I have to say the social life is picking up again. I can almost delude myself into thinking that I am "cool" again, a feeling that is quite foreign to me.

Yesterday I met a friend for lunch, and then when I got home another friend came over, and after she left I called still a different friend on the phone and conversed for hours and made plans for a get together.

I think the secret is to stay gone long enough for people to start missing you, then when you suddenly resurface people will beat down your door to "catch up".

I'm invited to a party tonight. It has been an extremely long time since I have been invited to a party that wasn't of the birthday or holiday variety. I am prepared to be a little depressed, because alot of old friends from the highschool years will be present. I am afraid that they haven't changed a bit. I have. I grew up some. I recommend it.
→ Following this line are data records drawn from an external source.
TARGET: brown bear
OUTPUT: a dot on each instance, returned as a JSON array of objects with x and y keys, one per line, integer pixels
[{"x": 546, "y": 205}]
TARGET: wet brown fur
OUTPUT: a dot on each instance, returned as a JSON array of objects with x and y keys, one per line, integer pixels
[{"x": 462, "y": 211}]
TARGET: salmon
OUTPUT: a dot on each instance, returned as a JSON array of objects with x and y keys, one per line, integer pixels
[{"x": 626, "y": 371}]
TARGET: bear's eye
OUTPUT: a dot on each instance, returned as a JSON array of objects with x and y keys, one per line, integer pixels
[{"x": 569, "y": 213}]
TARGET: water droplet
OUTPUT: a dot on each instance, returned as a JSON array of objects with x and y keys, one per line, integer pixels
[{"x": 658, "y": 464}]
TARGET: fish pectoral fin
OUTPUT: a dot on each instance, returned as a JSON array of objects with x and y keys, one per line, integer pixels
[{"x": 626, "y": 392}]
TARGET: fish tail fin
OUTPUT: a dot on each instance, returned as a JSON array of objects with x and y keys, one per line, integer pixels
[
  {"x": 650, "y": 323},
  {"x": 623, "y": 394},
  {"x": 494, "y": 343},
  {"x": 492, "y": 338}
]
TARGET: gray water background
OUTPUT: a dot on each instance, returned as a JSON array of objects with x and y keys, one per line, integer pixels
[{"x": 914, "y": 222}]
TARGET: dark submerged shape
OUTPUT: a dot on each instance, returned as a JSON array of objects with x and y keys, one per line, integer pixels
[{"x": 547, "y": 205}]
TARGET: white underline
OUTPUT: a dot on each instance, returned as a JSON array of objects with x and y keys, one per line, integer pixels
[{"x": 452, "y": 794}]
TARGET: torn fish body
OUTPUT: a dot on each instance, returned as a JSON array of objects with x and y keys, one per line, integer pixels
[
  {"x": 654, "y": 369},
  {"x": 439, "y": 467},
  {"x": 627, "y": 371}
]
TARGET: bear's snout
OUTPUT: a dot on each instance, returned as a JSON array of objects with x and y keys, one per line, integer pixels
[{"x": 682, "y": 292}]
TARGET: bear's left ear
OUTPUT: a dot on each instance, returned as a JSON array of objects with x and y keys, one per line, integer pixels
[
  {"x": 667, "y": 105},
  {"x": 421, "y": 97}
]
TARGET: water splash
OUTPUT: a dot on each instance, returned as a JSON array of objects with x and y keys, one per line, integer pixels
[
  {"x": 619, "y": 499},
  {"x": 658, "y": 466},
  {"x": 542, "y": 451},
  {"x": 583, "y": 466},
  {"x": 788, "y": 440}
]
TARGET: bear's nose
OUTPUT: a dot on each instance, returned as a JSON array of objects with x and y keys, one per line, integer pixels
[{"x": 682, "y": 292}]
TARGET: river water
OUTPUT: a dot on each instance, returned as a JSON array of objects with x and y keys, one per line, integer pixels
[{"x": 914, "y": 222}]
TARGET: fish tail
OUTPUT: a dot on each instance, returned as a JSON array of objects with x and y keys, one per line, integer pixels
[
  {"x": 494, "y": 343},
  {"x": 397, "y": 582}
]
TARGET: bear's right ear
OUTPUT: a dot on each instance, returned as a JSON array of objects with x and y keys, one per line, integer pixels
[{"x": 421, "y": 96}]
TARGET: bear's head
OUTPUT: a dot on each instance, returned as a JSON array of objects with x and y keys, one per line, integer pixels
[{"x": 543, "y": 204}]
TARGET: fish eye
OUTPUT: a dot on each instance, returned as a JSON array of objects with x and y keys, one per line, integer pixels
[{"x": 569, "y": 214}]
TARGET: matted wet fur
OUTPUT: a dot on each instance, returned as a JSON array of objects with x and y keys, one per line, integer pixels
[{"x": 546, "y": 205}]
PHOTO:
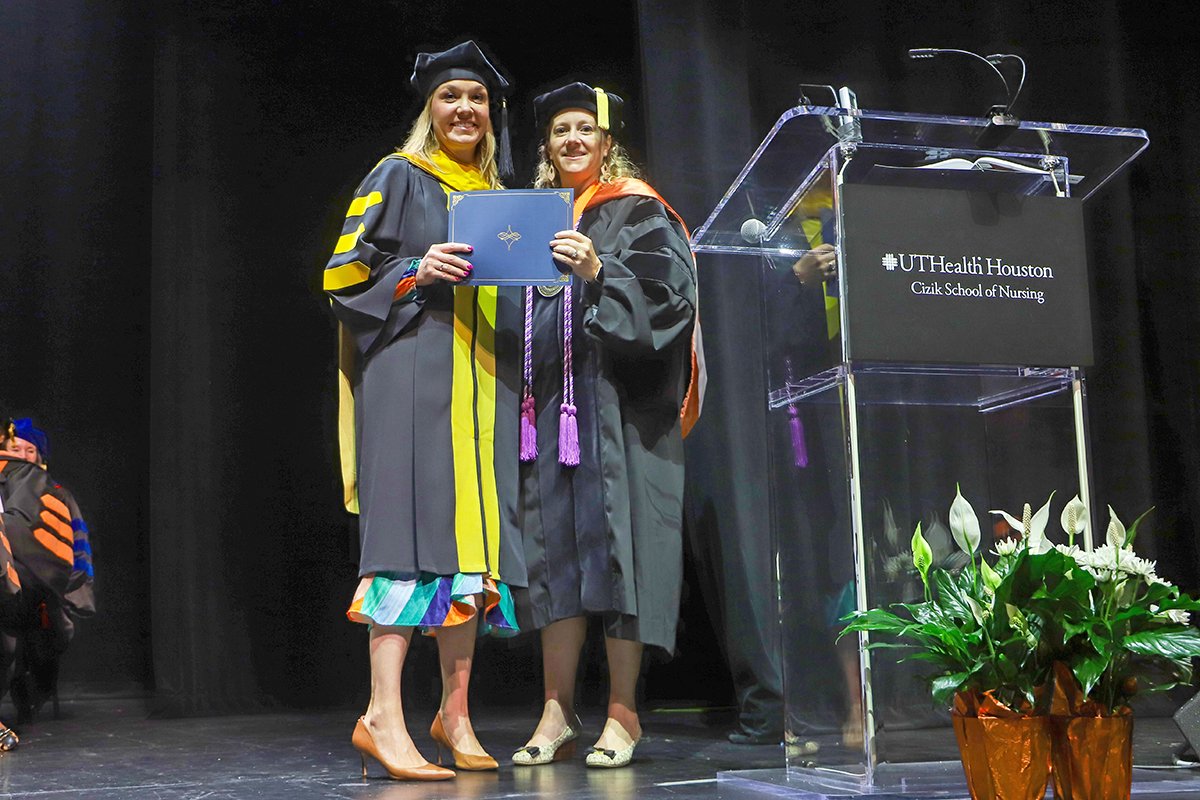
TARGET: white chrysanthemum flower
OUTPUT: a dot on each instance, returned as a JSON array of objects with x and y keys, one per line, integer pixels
[
  {"x": 1007, "y": 546},
  {"x": 1141, "y": 567}
]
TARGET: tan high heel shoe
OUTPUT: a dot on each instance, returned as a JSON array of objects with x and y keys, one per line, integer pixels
[
  {"x": 364, "y": 743},
  {"x": 462, "y": 761}
]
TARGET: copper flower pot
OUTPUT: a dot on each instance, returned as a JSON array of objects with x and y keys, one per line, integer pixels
[
  {"x": 1005, "y": 757},
  {"x": 1092, "y": 757}
]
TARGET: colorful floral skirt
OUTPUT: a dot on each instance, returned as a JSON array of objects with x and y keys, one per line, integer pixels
[{"x": 432, "y": 601}]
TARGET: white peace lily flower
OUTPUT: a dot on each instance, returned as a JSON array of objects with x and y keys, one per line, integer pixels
[
  {"x": 1176, "y": 615},
  {"x": 1013, "y": 522},
  {"x": 1141, "y": 567},
  {"x": 1179, "y": 617},
  {"x": 1116, "y": 533},
  {"x": 1036, "y": 535},
  {"x": 1074, "y": 517},
  {"x": 964, "y": 524}
]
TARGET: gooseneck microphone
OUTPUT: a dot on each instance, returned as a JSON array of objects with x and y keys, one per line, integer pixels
[
  {"x": 753, "y": 230},
  {"x": 991, "y": 61}
]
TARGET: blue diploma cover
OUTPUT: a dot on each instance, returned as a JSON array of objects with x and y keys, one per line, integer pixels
[{"x": 510, "y": 230}]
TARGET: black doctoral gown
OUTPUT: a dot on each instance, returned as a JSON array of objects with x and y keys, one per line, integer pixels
[{"x": 605, "y": 536}]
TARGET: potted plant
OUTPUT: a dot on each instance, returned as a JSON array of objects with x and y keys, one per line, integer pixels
[
  {"x": 988, "y": 660},
  {"x": 1115, "y": 629},
  {"x": 1045, "y": 645}
]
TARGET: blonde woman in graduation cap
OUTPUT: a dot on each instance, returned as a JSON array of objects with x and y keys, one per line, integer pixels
[
  {"x": 430, "y": 384},
  {"x": 610, "y": 389}
]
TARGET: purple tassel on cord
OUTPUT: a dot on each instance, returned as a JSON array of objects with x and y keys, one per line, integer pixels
[
  {"x": 528, "y": 419},
  {"x": 799, "y": 450},
  {"x": 528, "y": 431},
  {"x": 568, "y": 437}
]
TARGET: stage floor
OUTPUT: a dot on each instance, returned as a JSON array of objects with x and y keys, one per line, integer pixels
[{"x": 109, "y": 751}]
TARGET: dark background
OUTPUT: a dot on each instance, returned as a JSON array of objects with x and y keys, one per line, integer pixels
[{"x": 174, "y": 179}]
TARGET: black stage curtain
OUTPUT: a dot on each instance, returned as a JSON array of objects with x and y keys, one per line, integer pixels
[
  {"x": 75, "y": 290},
  {"x": 719, "y": 74}
]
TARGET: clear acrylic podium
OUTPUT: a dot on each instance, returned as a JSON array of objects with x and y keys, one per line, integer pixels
[{"x": 861, "y": 449}]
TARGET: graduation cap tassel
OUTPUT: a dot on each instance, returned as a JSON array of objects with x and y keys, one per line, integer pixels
[{"x": 505, "y": 155}]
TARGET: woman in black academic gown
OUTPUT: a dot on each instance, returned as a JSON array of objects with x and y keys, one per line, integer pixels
[
  {"x": 430, "y": 452},
  {"x": 607, "y": 367}
]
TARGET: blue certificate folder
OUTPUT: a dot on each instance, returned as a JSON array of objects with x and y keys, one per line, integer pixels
[{"x": 510, "y": 230}]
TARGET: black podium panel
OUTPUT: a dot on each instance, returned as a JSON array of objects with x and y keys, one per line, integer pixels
[{"x": 965, "y": 277}]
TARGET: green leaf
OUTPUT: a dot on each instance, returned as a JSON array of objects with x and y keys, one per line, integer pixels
[
  {"x": 964, "y": 524},
  {"x": 949, "y": 597},
  {"x": 922, "y": 555},
  {"x": 946, "y": 686},
  {"x": 1089, "y": 671},
  {"x": 1175, "y": 642},
  {"x": 990, "y": 577}
]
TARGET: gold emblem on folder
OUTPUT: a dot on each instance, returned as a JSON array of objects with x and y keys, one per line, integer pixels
[{"x": 509, "y": 236}]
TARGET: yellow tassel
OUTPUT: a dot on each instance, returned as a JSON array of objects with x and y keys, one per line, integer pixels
[{"x": 601, "y": 109}]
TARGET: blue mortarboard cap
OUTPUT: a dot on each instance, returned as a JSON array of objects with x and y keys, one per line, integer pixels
[{"x": 27, "y": 431}]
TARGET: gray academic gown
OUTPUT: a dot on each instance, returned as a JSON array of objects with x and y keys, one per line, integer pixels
[
  {"x": 435, "y": 497},
  {"x": 605, "y": 536}
]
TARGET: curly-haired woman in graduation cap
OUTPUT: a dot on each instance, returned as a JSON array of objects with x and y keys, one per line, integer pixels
[
  {"x": 609, "y": 390},
  {"x": 430, "y": 370}
]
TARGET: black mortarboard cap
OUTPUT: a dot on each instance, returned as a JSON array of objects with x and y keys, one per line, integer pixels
[
  {"x": 462, "y": 61},
  {"x": 606, "y": 106},
  {"x": 466, "y": 61}
]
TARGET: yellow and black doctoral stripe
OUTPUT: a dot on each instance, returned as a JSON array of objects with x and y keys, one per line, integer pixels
[{"x": 343, "y": 276}]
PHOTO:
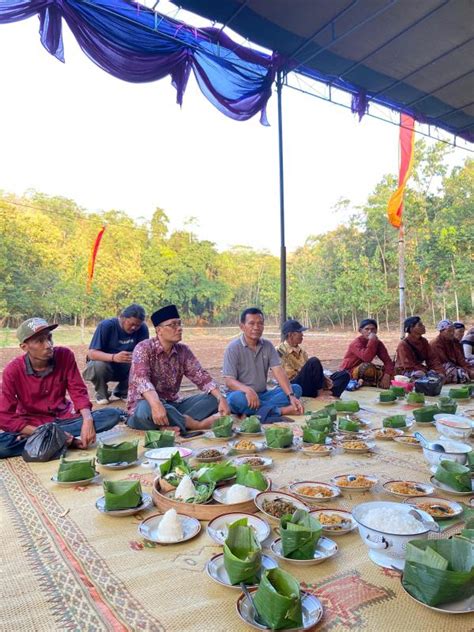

I have almost come to the conclusion that my mother and I cannot coexist in the same household. I actually had delusions of having her live with me in her old age and caring for her, but quite frequently I do things (unintentionally) that cause her to believe that I "take advantage of her" and "do not love her." Despite my most valiant efforts to be a good daughter and do everything she asks and help around the house, every once in a while I do something "hateful" such as not putting gas in her car after I borrowed it (even though my brother was the one driving, not I. the blame is mine). *sigh*

I find it disturbing that she can actually believe that I do not love her. She is my mother and I try hard to please her. When she says things like that I feel despairing and envision her dying old, bitter, and hating me.